# about bando



## thekuntawman (Mar 7, 2002)

when i was a kid, in washington dc, maung gyi had a school. one school is on north capitol street at a christian school. the other one, at GWU (george washington U).

bando in those days, they sold it, as kickboxing. no weapons, no form, just kickboxing. the instructors there are paul adkins, another guy name roberts,  and shoot i forgot all the names. but they are all federal marchalls and supreme court cops. anyway, those guys use to kick *** all over the place. paul adkins, i remembered because we both learn king fu from dean chin.

anway, i never met mr gyi because i was only 12 years old back then, and its rude to go and talk to him. but i remember, they said he travelled all over the place, and he learn arnis de mano also, but the style was a secret and nobody got to learn it. my secret was i know it to, and i was curious to find out what the big secret is.

anway, i know that mr gyi teaches in seminars today, but a long time ago he had a school where people could learn everyday, and earn the rank the old fashion way.


----------



## thekuntawman (Mar 7, 2002)

i remeber, robert wood, he was the head instructor, then another guy named mr marshall, and then jim wyatt (i think).

another black belter was hoy lee, another one of my kung fu brothers.

bando is a combination of kung fu, tae kwon do and judo. it is the only martial arts where the weapon is a rifle/bayonet (thats what they said, but many philippine styles use it too).


----------



## Icepick (Mar 7, 2002)

Kuntawman =

I've trained with Dr. Gyi several times, you wouldn't be disappointed with the level of exertion!   

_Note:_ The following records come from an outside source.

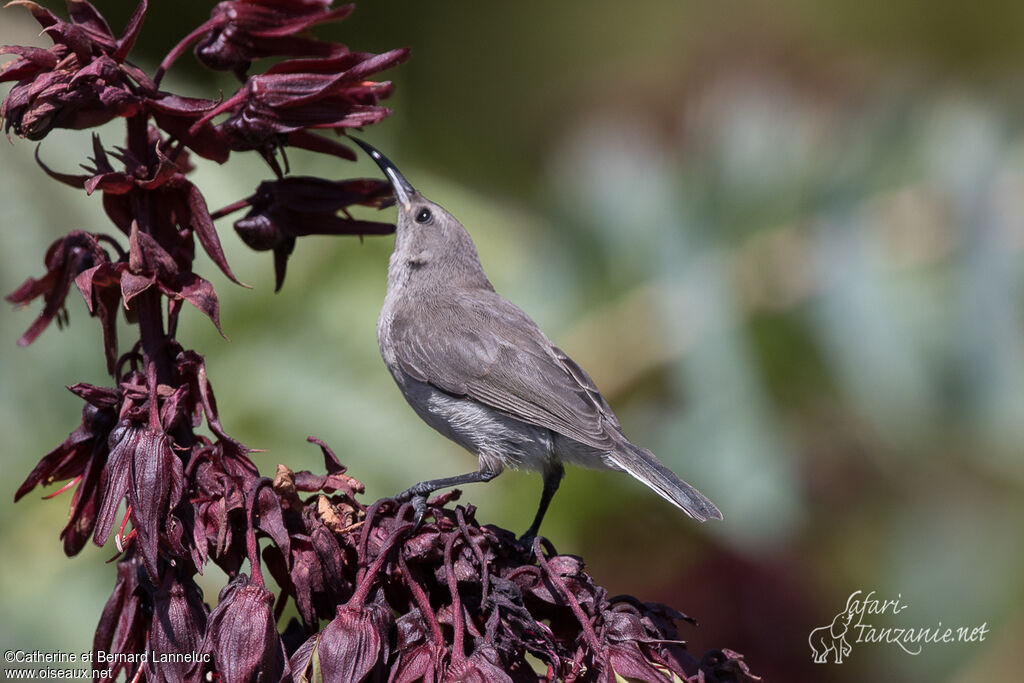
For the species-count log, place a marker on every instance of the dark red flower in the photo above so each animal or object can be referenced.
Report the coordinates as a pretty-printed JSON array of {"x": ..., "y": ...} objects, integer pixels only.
[
  {"x": 178, "y": 625},
  {"x": 82, "y": 81},
  {"x": 240, "y": 31},
  {"x": 295, "y": 206},
  {"x": 352, "y": 647},
  {"x": 242, "y": 635},
  {"x": 284, "y": 104},
  {"x": 81, "y": 459},
  {"x": 143, "y": 469},
  {"x": 123, "y": 624},
  {"x": 66, "y": 258}
]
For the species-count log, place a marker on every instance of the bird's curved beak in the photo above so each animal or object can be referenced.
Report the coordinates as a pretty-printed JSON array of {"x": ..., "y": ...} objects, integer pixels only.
[{"x": 402, "y": 190}]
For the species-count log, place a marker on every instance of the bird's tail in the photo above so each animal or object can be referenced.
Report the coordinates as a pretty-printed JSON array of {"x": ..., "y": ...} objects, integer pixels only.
[{"x": 644, "y": 466}]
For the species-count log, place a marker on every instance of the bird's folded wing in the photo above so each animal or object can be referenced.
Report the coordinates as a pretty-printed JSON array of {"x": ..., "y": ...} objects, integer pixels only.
[{"x": 483, "y": 347}]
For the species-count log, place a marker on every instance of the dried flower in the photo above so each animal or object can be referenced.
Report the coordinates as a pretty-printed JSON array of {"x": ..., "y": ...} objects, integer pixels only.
[
  {"x": 449, "y": 599},
  {"x": 82, "y": 81}
]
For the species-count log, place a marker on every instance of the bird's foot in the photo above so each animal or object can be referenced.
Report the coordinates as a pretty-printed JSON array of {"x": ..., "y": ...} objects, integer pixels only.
[
  {"x": 418, "y": 499},
  {"x": 527, "y": 539}
]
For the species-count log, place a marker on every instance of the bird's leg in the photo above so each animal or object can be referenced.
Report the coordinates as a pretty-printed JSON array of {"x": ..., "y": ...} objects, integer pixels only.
[
  {"x": 552, "y": 477},
  {"x": 418, "y": 494}
]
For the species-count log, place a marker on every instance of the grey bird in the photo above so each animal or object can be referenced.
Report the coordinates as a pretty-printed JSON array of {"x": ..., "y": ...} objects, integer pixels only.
[{"x": 480, "y": 372}]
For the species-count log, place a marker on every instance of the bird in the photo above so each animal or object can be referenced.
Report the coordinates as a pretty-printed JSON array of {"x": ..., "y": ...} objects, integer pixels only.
[{"x": 478, "y": 370}]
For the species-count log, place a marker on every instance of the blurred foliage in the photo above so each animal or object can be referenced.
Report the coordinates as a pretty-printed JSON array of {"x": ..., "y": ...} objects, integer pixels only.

I remember a double session with Professor Presas.  Remy should have gone first, because when Dr. Gyi was done, I could have taken a nap.  2 hours of swinging, hitting, ducking, and moving, both sticks and open hands.

I've never even seen Dr. Gyi speak about rank in his system.  If Moo is still around, I think he got a black belt in it...


----------



## arnisador (Mar 7, 2002)

> _Originally posted by thekuntawman _
> 
> *it is the only martial arts where the weapon is a rifle/bayonet (thats what they said, but many philippine styles use it too). *



I too recall reading about bando as being principally a kickboxing art in the 1970s. (For example, I have on my shelves Dr. Gyi's 1978 "Burmese bando Boxing" book.) As to the above statement, there is also jukendo:
http://homepage.mac.com/UKjukendo/Jukendo.html
http://www.furyu.com/onlinearticles/Jukendo1.html


----------



## Mao (Mar 22, 2002)

Hi Nosepick,
  In 1984 I earned a black belt in what was a combination of bando and jkd. I could run down the lineage for you but thats boring. It did resemble muay thai a bit. A very balistic style of fighting. We also trained weapons. How's the bjj ( there ARE two j's in that, right?) going?


----------



## Cruentus (Apr 22, 2002)

Hey there, Icepick!  

I think I was at that same seminar with you. Good times!

I can't wait to do more Dr. Gyi stuff at the WMAA camp.

I brought Gyi a Cigar, too. I'm an avid Cigar smoker, so I told him I'd bring him a good one next time I see him.

Hopefully, he'll call me 'Monica', and make me his B***h.
 :rofl: 

Kidding, obviously.


----------



## thekuntawman (Apr 23, 2002)

here is a muslim brother from burma who is now in pakistan. he is not from maung gyi, but he is a bando teacher also
www.taiskaratecenter.com


----------